Review: Franschhoek Uncorked


Review for Franschhoek UncorkedThis was going to be my first wine festival.  Just seeing cars driving in the same direction on the N1 was inducing a heady feeling of adventure, and the scenery on the road to Franschhoek was more than a little intoxicating. I was clearly going to be a very easy person to please.
Vrede en Lust was our first stop and immediately my eye was caught by a wine glass filled with delicious looking pink goodness.  This was the festival’s infamous spring cocktail:   two tots of Jade (a Vrede en Lust rosé), two tots of sprite, a handful of strawberries and crushed ice.  One glass down and we were ready to take on the festival…

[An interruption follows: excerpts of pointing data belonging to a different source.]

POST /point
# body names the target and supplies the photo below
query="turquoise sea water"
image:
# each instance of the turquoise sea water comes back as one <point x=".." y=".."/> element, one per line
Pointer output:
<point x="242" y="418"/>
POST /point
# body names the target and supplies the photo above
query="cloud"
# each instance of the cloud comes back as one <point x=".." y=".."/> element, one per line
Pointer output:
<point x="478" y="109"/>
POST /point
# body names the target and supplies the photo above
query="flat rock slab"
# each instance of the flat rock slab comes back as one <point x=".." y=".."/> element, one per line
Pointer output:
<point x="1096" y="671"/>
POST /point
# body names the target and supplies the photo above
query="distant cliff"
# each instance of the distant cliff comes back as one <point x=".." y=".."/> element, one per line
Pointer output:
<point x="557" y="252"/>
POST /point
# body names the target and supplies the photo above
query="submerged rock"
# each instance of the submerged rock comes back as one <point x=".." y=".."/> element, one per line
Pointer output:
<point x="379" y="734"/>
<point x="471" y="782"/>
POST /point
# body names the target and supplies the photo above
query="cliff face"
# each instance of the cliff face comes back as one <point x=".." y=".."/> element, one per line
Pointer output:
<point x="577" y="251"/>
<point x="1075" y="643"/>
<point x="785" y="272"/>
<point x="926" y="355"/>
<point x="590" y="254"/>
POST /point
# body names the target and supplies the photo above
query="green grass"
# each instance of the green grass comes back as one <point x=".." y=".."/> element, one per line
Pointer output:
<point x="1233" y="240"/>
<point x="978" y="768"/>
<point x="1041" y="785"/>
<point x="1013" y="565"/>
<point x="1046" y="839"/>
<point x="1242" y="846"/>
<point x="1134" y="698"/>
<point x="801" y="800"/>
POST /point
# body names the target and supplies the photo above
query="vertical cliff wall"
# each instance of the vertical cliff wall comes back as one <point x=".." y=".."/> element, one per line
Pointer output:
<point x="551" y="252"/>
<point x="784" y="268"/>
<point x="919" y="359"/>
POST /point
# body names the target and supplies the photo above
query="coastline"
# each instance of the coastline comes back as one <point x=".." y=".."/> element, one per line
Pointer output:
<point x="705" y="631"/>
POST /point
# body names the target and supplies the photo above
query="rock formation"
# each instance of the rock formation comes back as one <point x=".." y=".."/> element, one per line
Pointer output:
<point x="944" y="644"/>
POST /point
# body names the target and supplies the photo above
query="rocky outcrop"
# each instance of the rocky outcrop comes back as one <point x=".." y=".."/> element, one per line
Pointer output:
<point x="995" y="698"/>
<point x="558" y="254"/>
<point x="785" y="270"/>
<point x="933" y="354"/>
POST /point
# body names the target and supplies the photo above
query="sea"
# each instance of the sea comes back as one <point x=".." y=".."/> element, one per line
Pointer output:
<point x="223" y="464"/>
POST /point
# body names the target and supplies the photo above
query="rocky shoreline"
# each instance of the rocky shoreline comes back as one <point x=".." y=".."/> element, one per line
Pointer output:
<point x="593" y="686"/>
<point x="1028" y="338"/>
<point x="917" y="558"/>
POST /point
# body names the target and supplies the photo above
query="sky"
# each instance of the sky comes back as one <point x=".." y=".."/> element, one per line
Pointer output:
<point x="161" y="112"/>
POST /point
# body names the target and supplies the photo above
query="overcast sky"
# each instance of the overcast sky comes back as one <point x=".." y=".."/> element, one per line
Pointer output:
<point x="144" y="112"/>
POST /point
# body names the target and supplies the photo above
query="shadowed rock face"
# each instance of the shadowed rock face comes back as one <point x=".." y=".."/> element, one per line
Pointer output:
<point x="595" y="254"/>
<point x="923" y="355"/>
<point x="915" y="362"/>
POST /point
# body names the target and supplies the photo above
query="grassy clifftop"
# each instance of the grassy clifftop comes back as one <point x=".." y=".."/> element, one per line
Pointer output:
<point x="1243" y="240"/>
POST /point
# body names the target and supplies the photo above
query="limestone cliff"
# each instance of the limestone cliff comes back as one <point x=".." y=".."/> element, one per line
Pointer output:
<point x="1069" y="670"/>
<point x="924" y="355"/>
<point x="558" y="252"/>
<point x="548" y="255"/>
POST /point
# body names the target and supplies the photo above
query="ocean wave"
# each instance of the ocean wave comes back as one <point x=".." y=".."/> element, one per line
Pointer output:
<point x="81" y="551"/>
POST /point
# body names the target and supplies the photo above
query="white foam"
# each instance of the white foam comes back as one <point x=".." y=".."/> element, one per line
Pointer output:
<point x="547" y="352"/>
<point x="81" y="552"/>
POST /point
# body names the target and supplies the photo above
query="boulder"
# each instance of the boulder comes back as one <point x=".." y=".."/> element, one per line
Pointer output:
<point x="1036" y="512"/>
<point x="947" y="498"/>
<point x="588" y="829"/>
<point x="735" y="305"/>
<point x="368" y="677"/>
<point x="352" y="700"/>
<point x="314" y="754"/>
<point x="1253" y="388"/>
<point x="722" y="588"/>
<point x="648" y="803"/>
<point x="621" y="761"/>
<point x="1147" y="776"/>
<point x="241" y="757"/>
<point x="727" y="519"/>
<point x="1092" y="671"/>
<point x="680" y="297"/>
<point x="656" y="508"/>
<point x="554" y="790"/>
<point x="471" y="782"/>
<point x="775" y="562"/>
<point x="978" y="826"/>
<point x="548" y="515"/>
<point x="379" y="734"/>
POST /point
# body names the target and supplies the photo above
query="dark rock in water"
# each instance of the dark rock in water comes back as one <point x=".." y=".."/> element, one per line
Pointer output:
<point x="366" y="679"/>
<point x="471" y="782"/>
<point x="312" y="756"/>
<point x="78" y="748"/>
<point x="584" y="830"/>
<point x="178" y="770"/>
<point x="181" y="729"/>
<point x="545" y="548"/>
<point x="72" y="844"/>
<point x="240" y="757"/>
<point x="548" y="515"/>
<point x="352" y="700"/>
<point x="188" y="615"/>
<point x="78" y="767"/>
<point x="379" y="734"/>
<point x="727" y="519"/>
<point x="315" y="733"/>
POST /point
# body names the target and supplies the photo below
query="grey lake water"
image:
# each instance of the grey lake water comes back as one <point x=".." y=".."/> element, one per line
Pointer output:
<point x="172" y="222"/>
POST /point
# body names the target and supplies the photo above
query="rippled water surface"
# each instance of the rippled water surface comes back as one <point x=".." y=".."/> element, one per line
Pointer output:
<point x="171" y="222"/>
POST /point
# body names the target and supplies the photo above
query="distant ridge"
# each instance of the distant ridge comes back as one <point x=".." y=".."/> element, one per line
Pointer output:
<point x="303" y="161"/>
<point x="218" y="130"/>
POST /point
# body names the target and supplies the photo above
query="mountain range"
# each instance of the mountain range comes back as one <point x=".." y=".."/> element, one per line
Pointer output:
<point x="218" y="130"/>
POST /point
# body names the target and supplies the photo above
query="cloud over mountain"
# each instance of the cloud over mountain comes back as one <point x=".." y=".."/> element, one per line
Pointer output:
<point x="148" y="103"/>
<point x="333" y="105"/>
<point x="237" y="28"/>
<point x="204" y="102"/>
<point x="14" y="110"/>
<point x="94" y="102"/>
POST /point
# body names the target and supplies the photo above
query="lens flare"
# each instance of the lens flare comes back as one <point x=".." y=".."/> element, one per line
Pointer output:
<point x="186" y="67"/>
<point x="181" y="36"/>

The festival programme had a clear map of the participating farms as well as details on what to expect at each farm.  Most offered live music and food varying from sausages to sushi.  Then there were cellar and vineyard tours, barrel tastings, food and wine pairings, art exhibitions and a fresh food market as well as a display of luxury cars and more.
Driving through the winelands from farm to farm was an experience in itself.  Our next stop was Plasir de Merle, occupied by a much smaller, intimate crowd chilling out to a jazz band – a nice contrast to the buzz at Vrede en Lust. We could happily have lingered at Plasir de Merle – not least for the savoury pancakes – but for the awareness that there were 16 more farms to find and enjoy.
I was concerned that driving from farm to farm might put a bit of a dent in the party spirit.  But after a couple of farms (and a couple of glasses) our perception changed from being visitors at a chain of parties to being welcome guests at one big party. We settled into a rhythm and enjoyed savouring the differences between the various farms – the architecture, the views, the atmosphere and of course the wines. Of all the farms we visited I would have to say Solms-Delta was my favourite. Its wine, music and food best captured Cape Town, its culture and essence and we lingered there for the best part of the day.
There were those who’d brought their kids with them which at first I thought was nuts, but at more than one farm we saw signs beckoning all parents to leave their young ones at the day care centre. And those kids who stayed by their parents’ sides seemed to be enjoying the festival just as much as the parents.
The general atmosphere was bright and breezy.  We were greeted by happy staff at every farm and never struggled to get a glass of something, find a bathroom or get an answer to a question, however naive.  The whole event was as well-oiled as many of the attendees, who celebrated the arrival of spring in style.